24-12-2012, 04:13 PM
Improving Summarization Performance by Sentence Compression –
A Pilot Study
1Improving Summarization.pdf (Size: 196.01 KB / Downloads: 22)
Abstract
In this paper we study the effectiveness of
applying sentence compression on an extraction
based multi-document summarization
system. Our results show that pure
syntactic-based compression does not improve
system performance. Topic signature-
based reranking of compressed
sentences does not help much either.
However reranking using an oracle
showed a significant improvement remains
possible.
Introduction
The majority of systems participating in the past
Document Understanding Conference (DUC, 2002)
(a large scale summarization evaluation effort
sponsored by the United States government), and
the Text Summarization Challenge (Fukusima and
Okumura, 2001) (sponsored by Japanese government)
are extraction based. Extraction-based automatic
text summarization systems extract parts of
original documents and output the results as summaries
(Chen et al., 2003; Edmundson, 1969;
Goldstein et al., 1999; Hovy and Lin, 1999; Kupiec
et al., 1995; Luhn, 1969). Other systems based on
information extraction (McKeown et al., 2002;
Radev and McKeown, 1998; White et al., 2001)
and discourse analysis (Marcu, 1999; Strzalkowski
et al., 1999) also exist but they are not yet usable
for general-domain summarization. Our study focuses
on the effectiveness of applying sentence
compression techniques to improve the performance
of extraction-based automatic text summarization
systems.
Sentence compression aims to retain the most salient
information of a sentence, rewritten in a short
form (Knight and Marcu, 2000). It can be used to
deliver compressed content to portable devices
(Buyukkokten et al., 2001; Corston-Oliver, 2001)

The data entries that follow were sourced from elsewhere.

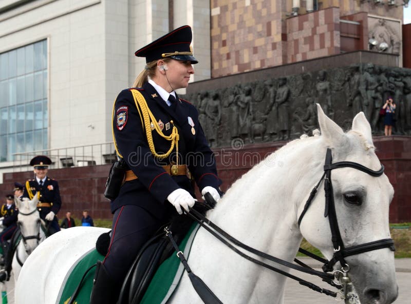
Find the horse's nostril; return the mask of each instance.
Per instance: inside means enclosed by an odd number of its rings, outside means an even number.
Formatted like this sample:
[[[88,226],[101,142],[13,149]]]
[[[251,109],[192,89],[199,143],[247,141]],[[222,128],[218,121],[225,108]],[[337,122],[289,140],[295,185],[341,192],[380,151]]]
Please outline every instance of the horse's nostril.
[[[367,303],[371,304],[385,303],[386,300],[385,293],[378,289],[368,289],[365,293]]]

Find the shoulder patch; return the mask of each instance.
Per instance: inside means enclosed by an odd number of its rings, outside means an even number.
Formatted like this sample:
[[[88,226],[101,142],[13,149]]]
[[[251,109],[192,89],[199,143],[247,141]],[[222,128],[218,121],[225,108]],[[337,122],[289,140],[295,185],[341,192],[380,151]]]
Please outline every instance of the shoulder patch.
[[[132,90],[138,90],[139,91],[144,91],[144,89],[142,88],[128,88],[127,89],[128,91],[131,91]]]
[[[185,99],[183,99],[183,98],[179,98],[178,99],[180,99],[180,100],[181,100],[182,102],[184,102],[185,103],[187,103],[188,104],[190,104],[190,105],[191,105],[191,104],[192,104],[192,103],[190,103],[190,102],[189,102],[188,100],[186,100]]]
[[[119,131],[121,131],[125,127],[127,119],[128,117],[128,107],[121,106],[117,109],[116,112],[117,118],[116,125]]]

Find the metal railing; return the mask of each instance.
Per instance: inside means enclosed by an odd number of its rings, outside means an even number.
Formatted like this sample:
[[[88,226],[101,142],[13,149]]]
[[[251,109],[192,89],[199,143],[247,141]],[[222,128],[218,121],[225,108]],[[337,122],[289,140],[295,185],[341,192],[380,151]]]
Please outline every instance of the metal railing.
[[[46,155],[51,159],[49,169],[84,167],[111,164],[117,160],[113,141],[68,147],[58,149],[39,150],[14,153],[13,172],[32,170],[30,160],[36,155]]]

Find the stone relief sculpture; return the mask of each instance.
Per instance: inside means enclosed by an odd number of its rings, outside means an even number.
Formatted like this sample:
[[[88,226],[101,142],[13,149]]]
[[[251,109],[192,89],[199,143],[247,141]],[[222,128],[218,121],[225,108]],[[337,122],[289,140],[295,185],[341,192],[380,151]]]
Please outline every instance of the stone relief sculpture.
[[[377,77],[375,73],[374,65],[367,64],[363,74],[363,111],[369,121],[372,116],[374,99],[376,98],[376,89],[378,85]]]
[[[195,92],[186,98],[196,104],[206,136],[216,147],[230,146],[237,138],[248,144],[309,133],[318,127],[316,103],[343,128],[362,111],[373,133],[382,135],[380,109],[389,96],[397,105],[394,134],[411,135],[410,69],[353,65]]]
[[[302,133],[308,133],[317,126],[317,109],[315,100],[312,97],[308,97],[305,99],[305,109],[297,108],[293,117],[300,124]]]
[[[277,109],[276,107],[274,107],[276,91],[272,79],[268,79],[265,83],[267,87],[267,102],[268,104],[268,106],[265,111],[265,114],[267,115],[266,132],[268,139],[270,139],[274,138],[277,132]]]
[[[277,108],[277,119],[278,123],[278,139],[288,139],[290,137],[288,119],[288,97],[290,89],[287,86],[287,78],[278,79],[278,88],[275,95],[275,107]]]
[[[332,118],[334,111],[331,103],[331,87],[326,77],[327,74],[325,70],[322,70],[319,72],[317,83],[315,85],[317,91],[316,102],[321,105],[324,113]]]
[[[207,117],[210,127],[207,132],[207,139],[210,147],[218,146],[218,130],[221,123],[221,100],[218,93],[214,92],[211,99],[208,99],[205,105],[205,113]]]
[[[384,19],[380,18],[373,23],[373,25],[370,25],[370,27],[369,28],[369,38],[376,39],[379,45],[382,43],[386,43],[387,48],[385,51],[387,53],[399,53],[401,39],[397,30]]]
[[[238,129],[240,137],[243,139],[248,137],[251,143],[251,122],[253,109],[251,87],[246,86],[244,92],[235,96],[234,102],[238,108]]]

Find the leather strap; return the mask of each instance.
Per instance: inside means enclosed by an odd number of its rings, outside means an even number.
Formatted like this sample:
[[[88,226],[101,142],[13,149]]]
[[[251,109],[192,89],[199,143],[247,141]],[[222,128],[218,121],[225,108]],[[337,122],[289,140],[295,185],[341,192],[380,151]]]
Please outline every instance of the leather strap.
[[[187,169],[187,166],[185,165],[167,165],[161,166],[166,173],[172,176],[175,175],[187,175],[189,178],[191,178],[190,171]],[[127,170],[125,172],[125,178],[124,181],[133,180],[138,178],[136,174],[132,170]]]

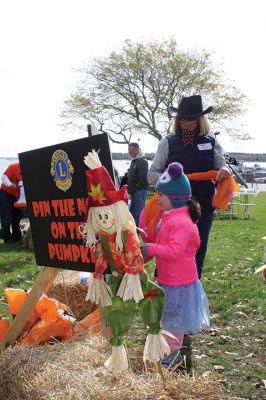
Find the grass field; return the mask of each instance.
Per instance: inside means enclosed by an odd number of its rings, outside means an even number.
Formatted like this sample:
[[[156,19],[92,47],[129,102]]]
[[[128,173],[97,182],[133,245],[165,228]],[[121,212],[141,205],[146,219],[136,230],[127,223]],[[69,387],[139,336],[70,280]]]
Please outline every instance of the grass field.
[[[266,246],[263,237],[266,193],[257,196],[250,219],[214,221],[202,278],[212,326],[192,337],[191,373],[219,380],[231,395],[252,400],[266,399],[266,285],[254,274]],[[153,268],[150,262],[149,271]],[[2,290],[29,289],[39,271],[31,251],[0,243],[0,315],[8,315]]]

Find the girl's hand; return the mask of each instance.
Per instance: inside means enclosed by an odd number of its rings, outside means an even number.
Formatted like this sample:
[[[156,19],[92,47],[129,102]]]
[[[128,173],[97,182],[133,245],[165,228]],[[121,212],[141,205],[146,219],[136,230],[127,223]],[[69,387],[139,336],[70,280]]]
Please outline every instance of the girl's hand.
[[[227,178],[230,176],[231,173],[227,167],[223,167],[218,171],[218,174],[216,176],[216,182],[220,182],[222,179]]]
[[[142,257],[144,259],[144,262],[146,263],[149,260],[149,243],[144,243],[141,247],[140,247],[140,251],[142,254]]]

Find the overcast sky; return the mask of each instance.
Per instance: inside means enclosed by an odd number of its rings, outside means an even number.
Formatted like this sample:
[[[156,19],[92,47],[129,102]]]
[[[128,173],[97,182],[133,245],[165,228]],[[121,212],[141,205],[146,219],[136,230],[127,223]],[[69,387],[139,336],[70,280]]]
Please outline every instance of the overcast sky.
[[[237,120],[253,140],[226,151],[266,152],[266,15],[254,0],[2,0],[0,2],[0,157],[77,139],[59,126],[64,100],[75,90],[74,71],[118,50],[125,39],[173,36],[181,49],[206,49],[225,77],[250,99]],[[209,106],[205,105],[206,107]],[[155,151],[156,141],[140,140]],[[112,146],[126,151],[126,146]]]

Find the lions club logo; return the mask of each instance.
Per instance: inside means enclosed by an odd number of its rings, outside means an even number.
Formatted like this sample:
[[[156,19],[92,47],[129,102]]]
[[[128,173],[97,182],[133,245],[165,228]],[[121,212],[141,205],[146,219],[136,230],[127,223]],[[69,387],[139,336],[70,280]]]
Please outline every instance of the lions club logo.
[[[50,172],[58,189],[66,192],[72,185],[74,168],[64,150],[56,150],[52,155]]]

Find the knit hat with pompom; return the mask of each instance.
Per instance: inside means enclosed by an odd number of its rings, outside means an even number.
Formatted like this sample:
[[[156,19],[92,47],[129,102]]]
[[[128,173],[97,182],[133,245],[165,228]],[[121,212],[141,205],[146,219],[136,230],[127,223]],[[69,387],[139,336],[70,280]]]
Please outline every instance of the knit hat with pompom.
[[[191,198],[191,186],[183,172],[183,166],[178,162],[169,164],[158,180],[155,189],[169,197],[174,208],[187,205]]]

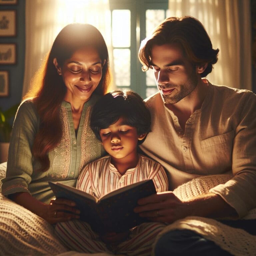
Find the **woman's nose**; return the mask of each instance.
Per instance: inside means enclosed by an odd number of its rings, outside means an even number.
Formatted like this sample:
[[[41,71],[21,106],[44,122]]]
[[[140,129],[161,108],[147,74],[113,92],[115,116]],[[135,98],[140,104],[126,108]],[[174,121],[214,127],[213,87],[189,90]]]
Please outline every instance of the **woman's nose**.
[[[81,73],[80,77],[80,81],[83,81],[86,83],[89,83],[91,80],[90,71],[83,71]]]

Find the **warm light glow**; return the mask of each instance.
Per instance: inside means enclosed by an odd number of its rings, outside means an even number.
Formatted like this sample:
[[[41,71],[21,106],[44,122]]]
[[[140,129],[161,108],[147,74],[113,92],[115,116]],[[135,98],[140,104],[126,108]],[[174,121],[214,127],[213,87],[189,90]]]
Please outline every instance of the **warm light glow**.
[[[112,43],[115,47],[129,47],[131,44],[131,12],[114,10],[112,12]]]

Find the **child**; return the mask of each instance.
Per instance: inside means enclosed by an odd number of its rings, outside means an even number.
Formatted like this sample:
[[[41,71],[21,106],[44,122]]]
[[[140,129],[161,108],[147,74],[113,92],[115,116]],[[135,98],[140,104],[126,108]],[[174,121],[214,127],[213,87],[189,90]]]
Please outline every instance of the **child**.
[[[92,110],[91,127],[109,155],[85,166],[77,188],[99,198],[124,186],[152,179],[157,192],[167,190],[163,167],[137,152],[137,145],[150,131],[151,122],[148,109],[134,92],[115,91],[101,98]],[[72,250],[148,255],[156,235],[165,226],[149,222],[127,232],[100,235],[86,222],[76,220],[58,223],[55,232]]]

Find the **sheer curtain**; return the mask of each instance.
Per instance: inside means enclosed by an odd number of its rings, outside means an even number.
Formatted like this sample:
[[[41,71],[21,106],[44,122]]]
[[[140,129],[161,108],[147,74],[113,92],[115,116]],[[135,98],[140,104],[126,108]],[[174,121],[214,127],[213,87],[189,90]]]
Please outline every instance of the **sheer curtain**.
[[[26,0],[23,96],[55,38],[69,23],[89,23],[97,28],[106,41],[111,64],[111,20],[108,0]]]
[[[169,0],[171,16],[203,24],[219,60],[207,78],[215,84],[252,90],[249,0]],[[195,35],[195,36],[196,35]]]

or as a reading aid for aphasic readers (Carroll et
al., 1998) or the blind (Grefenstette, 1998). Earlier
research in sentence compression focused on compressing
single sentences, and were evaluated on a
sentence by sentence basis.
Unigram Co-Occurrence Metric
In a recent study (Lin and Hovy, 2003a), we
showed that the recall-based unigram cooccurrence
automatic scoring metric correlates
highly with human evaluation and has high recall
and precision in predicting the statistical significance
of results comparing with its human counterpart.
The idea is to measure the content similarity
between a system extract and a manual summary
using simple n-gram overlap. A similar idea called
IBM BLEU score has proved successful in automatic
machine translation evaluation (NIST, 2002;
Papineni et al., 2001).
Conclusions
In this paper we presented an empirical study of the
effectiveness of applying sentence compression to
improve summarization performance. We used a
good sentence compression algorithm, compared
the performance of five different ranking algorithms,
and found that pure a-sentence-at-a-time
syntactic or shallow semantic-based reranking was
not enough to boost system performance. However,
the significant difference between the ORACLE
run and the original run (ORG) indicated there is
potential in sentence compression but we need to
find a better compression selection function that
should take into account global cross-sentence optimization.
This indicated local optimization at the
sentence level such as Knight and Marcu’s (2000)
noisy-channel model is not enough when our goal
is to find the best compressed summaries not the
best compressed sentences.